La première était qu'on ne puisse penser que l'enfant à venir ne soit conçu hors mariage et que Marie soit jugée et condamnée pour cela. La seconde, c'est que Marie soit aidée et protégée partout où elle allait. La troisième, très surprenante pour nos esprits modernes, était de tromper le diable, il ne fallait pas qu'il puisse soupçonner que conformément à la prophétie, une jeune fille allait être enceinte ! Quatrièmement, qui, mieux que son mari, pouvait témoigner de la virginité de la jeune maman ? Cinquièmement, parce que la loi juive faisait courir la généalogie par les hommes et comme le Messie était annoncé comme « Fils de David », il fallait bien épouser un descendant de David. Sixièmement, la dignité du mariage en tant qu'institution voulue par Dieu est ainsi soulignée. Septièmement, montrer que la virginité, même dans le mariage, est une chose souhaitable ; à noter que le Speculum précise qu'il s'agit pour les couples ordinaires d'une virginité morale et non physique. Enfin, pour éviter de désespérer ceux qui sont mariés et pourraient craindre que la sainteté soit réservée aux vierges, c'est-à-dire aux célibataires1, ce qui, à l'époque, est synonyme de virginité.

La préoccupation de la virginité de Marie est une préoccupation constante. Il faut se souvenir que les évangiles ont été écrits en grec, tout comme les ouvrages apocryphes non retenus dans le Nouveau Testament comme le Protévangile de Jacques le Mineur qui est la source de la biographie mariale. Non seulement cette littérature est écrite en grec mais elle s'adresse aux « Hellénistes », ceux que l'on voit s'opposer aux « Hébreux » dans le livre des Actes (6,1). Les Hellénistes sont des juifs de culture grecque convertis à la nouvelle école du Christ alors que les Hébreux sont aussi des convertis mais de culture juive. Lorsque le christianisme naissant se répandra dans l'Empire à la faveur des voyages missionnaires de l'apôtre Paul, les convertis seront de plus en plus, non plus des juifs d'origine, mais des « grecs » n'ayant plus de culture juive mais dont certains se souviennent des nombreux enfants dont la paternité divine est plus ou moins sujette à caution. Ainsi Dionysos qui se prétend « Dios païs » » (Διὸς παῖς, fils de Dieu, traduit par fils de Zeus) mais dont le soupçon que sa mère, Sémélé, ait été en fait « séduite par un mortel quelconque et rejetait sur Zeus sa faute d'amour » est le sujet des Bacchantes d'Euripide. Les chrétiens appelleront Jésus « theos huios » (θεός υἱός, fils de Dieu) mais la préoccupation est la même : que celui qui prétend être « Fils de Dieu » le soit effectivement est de la plus grande importance pour les Grecs de l'époque classique comme pour les nouveaux convertis qui, cinq siècles plus tard, forment les premières Églises de culture grecque dont nos Églises européennes sont les héritières.

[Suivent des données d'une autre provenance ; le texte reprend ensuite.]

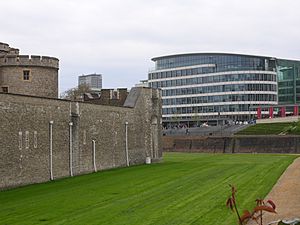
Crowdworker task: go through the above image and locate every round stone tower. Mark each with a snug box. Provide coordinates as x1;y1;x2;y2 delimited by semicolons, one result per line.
0;42;59;98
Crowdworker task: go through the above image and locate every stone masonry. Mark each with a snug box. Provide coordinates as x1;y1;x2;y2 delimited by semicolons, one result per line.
0;87;162;190
163;135;300;153
0;42;59;98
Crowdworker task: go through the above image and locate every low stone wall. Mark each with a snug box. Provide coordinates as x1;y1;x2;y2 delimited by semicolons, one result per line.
163;135;300;154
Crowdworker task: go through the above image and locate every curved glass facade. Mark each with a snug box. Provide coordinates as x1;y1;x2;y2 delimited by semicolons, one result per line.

1 Le couple des futurs parents de Jésus est ainsi donné en exemple aux couples du XIVe siècle et l'intention de Ludolphe de Saxe est à la fois théologique et morale. Il continue d'ailleurs son explication en précisant qu'il fallait que celle qui avait été choisie pour « être la table où nous est donnée la viande », littéralement « l'incarnation », fut à la fois vierge, mariée et veuve, trois états « semblablement saints » nous dit-il, puisqu'en effet « les mariées reçoivent trente, les veuves soixante et les vierges cent ». C'est une référence directe à la parabole du Semeur dans l'Évangile de Matthieu (13, 13-23) : « Celui qui a reçu la semence dans la bonne terre, c’est celui qui entend la parole et la comprend ; il porte du fruit, et un grain en donne cent, un autre soixante, un autre trente ». Le rapport entre la parabole du Semeur et les états de célibat, mariage et veuvage peut nous semble légitimement étonnant mais, à l'époque de Ludolphe de Saxe, la culture du viol est une réalité. Les femmes pieuses, ou consacrées à Dieu, les moniales dans les couvents, n'étaient pas à l'abri de ce risque. D'où l'insistance de Ludolphe et des autres auteurs de manuels de piété sur la notion de virginité morale pour rassurer les femmes : leurs efforts pour une vie chaste et pure leur seraient comptés malgré le viol qu'elles pourraient subir.